On Thu, Jan 28, 2021 at 8:35 AM Arvid Heise <[hidden email]> wrote:
Hi Marco,

afaik you don't need HADOOP_HOME or core-site.xml.

I'm also not sure from where you got your config keys. (I guess from the Presto page, which probably all work if you remove hive., maybe we should also support that)

All keys with prefix s3 or s3p (and fs.s3, fs.s3p) are routed towards presto [1].

So it should be
s3.access-key: XXX
s3.secret-key: XXX
s3.endpoint: http://aws:4566
s3.path-style-access: true
s3.path.style.access: true (only one of them is needed, but I don't know which, so please try out)

[1] https://ci.apache.org/projects/flink/flink-docs-stable/deployment/filesystems/s3.html#configure-access-credentials

On Thu, Jan 28, 2021 at 4:58 PM Marco Villalobos <[hidden email]> wrote:
Hi,

I got s3a working on localstack. The missing piece of information from Flink documentation seems to be that the system requires a HADOOP_HOME and core-site.xml.

Flink documentation states that s3p (presto) should be used for file checkpointing into s3. I am using RocksDB, which I assume also means that I should use s3p (the documentation was not specific about that).  Is that assumption correct?

However, I cannot get s3p working now.

I did the following so far:

I created the s3-fs-presto plugin directory and copied the jar from the opt directory there.
I am not sure where to put the configuration keys though.  The documentation states that I can just put in my flink-conf.yaml, but I had no success.

Where do I put the presto configuration keys? Are there any other missing steps? Is this something that would only work on an EMR environment with a real HIVE running?

# The S3 storage endpoint server.

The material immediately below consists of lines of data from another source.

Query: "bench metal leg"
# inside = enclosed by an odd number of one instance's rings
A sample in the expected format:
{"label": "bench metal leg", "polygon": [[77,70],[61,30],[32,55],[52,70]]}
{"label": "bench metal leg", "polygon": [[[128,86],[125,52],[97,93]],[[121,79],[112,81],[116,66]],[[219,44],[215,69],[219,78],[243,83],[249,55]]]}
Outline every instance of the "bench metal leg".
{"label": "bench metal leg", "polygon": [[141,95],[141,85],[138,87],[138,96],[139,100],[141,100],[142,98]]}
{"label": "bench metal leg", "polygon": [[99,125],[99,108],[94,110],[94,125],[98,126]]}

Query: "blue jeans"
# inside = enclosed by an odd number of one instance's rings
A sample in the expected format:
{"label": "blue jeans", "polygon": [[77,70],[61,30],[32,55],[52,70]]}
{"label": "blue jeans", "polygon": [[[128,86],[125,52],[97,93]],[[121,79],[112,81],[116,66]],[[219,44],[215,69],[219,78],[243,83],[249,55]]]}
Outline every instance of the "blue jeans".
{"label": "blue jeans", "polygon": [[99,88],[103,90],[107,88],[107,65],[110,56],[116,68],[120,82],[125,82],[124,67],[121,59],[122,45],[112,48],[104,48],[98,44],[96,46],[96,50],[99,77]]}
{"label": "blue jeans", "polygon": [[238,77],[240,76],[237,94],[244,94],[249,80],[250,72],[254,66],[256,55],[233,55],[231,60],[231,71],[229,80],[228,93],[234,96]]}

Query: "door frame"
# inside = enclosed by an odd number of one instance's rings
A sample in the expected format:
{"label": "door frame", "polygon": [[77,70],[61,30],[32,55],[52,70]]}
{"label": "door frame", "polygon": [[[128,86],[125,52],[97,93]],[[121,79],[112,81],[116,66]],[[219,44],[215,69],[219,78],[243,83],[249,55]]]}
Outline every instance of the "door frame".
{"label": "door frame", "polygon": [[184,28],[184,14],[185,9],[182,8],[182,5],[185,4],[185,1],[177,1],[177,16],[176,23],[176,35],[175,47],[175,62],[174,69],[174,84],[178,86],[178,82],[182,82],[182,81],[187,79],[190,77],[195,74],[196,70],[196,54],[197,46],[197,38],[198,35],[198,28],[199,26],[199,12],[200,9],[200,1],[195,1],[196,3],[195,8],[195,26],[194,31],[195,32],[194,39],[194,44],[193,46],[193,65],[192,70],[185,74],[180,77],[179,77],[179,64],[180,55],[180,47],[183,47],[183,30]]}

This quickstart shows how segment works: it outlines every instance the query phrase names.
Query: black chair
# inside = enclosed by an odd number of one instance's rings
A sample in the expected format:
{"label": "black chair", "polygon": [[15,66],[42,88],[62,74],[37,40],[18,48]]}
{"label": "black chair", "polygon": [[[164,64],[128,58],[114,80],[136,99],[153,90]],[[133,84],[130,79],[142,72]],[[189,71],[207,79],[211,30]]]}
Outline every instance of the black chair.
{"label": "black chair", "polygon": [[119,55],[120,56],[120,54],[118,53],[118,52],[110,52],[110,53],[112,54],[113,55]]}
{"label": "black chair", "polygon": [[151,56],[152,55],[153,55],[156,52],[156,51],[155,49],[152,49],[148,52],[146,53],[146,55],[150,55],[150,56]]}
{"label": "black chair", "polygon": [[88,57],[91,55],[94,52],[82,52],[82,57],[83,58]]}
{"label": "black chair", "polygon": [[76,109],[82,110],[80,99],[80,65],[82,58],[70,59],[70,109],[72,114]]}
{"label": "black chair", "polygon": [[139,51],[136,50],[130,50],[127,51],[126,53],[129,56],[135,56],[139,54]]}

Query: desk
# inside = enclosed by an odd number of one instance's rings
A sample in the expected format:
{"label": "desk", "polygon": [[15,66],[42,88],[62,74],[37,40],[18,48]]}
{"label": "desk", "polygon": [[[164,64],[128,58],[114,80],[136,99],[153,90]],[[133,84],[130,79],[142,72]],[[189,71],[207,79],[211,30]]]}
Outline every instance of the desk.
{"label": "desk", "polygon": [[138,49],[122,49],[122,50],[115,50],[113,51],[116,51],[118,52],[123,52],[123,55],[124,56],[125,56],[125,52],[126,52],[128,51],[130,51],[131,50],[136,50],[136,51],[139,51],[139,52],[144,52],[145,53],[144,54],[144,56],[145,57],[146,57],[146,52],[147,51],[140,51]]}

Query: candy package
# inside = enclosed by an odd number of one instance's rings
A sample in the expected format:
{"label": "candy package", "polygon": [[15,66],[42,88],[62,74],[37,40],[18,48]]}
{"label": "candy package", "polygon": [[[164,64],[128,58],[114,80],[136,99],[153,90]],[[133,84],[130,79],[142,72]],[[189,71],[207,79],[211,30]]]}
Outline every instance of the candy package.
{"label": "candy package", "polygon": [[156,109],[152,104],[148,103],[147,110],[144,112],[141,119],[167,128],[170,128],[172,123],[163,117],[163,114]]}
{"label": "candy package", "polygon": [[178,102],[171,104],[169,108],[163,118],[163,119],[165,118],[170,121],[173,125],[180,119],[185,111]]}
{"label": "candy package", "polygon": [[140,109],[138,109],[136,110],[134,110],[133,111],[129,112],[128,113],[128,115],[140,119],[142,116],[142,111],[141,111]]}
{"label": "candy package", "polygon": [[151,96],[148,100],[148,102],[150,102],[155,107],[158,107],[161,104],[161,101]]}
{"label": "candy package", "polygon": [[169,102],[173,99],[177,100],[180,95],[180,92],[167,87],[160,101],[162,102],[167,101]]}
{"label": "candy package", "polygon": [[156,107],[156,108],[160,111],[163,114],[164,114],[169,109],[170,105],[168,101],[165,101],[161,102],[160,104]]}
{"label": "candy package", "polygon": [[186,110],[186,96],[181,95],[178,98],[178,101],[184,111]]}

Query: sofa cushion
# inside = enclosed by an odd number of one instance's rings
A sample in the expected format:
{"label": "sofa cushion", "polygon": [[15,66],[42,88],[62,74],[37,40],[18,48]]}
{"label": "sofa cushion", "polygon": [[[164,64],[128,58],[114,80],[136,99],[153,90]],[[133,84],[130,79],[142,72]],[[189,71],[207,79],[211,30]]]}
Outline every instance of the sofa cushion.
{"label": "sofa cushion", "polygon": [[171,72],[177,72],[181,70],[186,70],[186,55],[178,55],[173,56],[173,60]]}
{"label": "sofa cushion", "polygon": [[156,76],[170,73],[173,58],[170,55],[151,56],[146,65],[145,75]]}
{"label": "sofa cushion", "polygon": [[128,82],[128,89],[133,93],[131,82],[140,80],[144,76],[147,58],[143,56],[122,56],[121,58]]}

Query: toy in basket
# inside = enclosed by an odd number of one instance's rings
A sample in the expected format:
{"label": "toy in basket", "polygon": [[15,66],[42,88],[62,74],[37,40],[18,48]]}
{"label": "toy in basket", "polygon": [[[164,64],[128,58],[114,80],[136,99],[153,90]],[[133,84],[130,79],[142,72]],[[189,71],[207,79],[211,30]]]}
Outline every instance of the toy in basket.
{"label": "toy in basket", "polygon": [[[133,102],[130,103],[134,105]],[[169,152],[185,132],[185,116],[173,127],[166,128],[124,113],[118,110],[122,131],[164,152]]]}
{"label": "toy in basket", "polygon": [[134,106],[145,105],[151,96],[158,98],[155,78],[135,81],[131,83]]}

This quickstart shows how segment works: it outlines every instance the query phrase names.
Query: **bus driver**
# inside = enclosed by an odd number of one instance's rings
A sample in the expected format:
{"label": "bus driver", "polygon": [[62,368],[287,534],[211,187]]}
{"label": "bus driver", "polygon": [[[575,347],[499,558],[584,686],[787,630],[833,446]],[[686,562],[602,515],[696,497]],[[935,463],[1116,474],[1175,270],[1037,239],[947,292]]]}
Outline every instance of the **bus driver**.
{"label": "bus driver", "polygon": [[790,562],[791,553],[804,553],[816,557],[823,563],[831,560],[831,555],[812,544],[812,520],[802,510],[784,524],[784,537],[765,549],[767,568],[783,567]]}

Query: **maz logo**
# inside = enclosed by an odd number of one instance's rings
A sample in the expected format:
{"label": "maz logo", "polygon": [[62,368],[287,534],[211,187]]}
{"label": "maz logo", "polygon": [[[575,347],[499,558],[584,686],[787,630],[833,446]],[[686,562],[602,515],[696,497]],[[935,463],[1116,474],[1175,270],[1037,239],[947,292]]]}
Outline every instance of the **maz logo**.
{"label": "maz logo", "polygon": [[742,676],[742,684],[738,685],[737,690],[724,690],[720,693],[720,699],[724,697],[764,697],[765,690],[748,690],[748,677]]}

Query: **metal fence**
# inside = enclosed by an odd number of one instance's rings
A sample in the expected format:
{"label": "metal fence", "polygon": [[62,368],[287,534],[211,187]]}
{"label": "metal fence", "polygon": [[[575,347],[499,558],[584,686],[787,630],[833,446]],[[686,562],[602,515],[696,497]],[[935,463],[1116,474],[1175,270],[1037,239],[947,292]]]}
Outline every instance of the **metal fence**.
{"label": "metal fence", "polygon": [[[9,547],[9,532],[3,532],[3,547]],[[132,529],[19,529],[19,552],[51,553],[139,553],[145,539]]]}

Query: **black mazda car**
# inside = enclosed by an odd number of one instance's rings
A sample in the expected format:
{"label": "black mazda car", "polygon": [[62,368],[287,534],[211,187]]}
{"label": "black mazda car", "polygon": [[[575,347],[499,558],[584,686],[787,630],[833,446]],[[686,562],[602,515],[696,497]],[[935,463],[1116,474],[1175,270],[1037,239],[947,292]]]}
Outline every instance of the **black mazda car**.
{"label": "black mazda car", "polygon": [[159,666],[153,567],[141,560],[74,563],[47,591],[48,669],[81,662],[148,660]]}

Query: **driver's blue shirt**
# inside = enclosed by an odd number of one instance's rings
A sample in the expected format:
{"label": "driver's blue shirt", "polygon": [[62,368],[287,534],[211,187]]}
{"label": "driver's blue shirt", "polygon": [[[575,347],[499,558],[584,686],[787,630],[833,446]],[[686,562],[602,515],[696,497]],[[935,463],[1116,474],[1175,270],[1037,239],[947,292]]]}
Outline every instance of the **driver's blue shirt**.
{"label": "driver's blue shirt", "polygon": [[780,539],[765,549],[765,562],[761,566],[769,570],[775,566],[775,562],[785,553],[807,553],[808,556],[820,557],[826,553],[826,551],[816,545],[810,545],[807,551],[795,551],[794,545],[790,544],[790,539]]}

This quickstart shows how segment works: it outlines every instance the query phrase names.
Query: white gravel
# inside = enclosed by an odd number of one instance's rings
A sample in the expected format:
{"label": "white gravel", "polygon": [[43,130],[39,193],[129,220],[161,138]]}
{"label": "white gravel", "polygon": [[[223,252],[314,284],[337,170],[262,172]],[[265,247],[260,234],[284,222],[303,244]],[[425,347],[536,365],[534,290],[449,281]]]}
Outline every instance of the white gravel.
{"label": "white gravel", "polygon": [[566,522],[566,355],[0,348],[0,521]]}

This can be used to connect to an S3-compatible storage
# system instead of AWS. When using v4 signatures, it is recommended to set this to the
# AWS region-specific endpoint (e.g., http[s]://<bucket>.s3-<AWS-region>.amazonaws.com).
hive.s3.endpoint: http://aws:4566

# Use HTTPS to communicate with the S3 API (defaults to true).
hive.s3.ssl.enabled: false

# Use path-style access for all requests to the S3-compatible storage.
# This is for S3-compatible storage that doesn’t support virtual-hosted-style access. (defaults to false)
hive.s3.path-style-access: true

But that also did not work.

Any advice would be appreciated.

-Marco Villalobos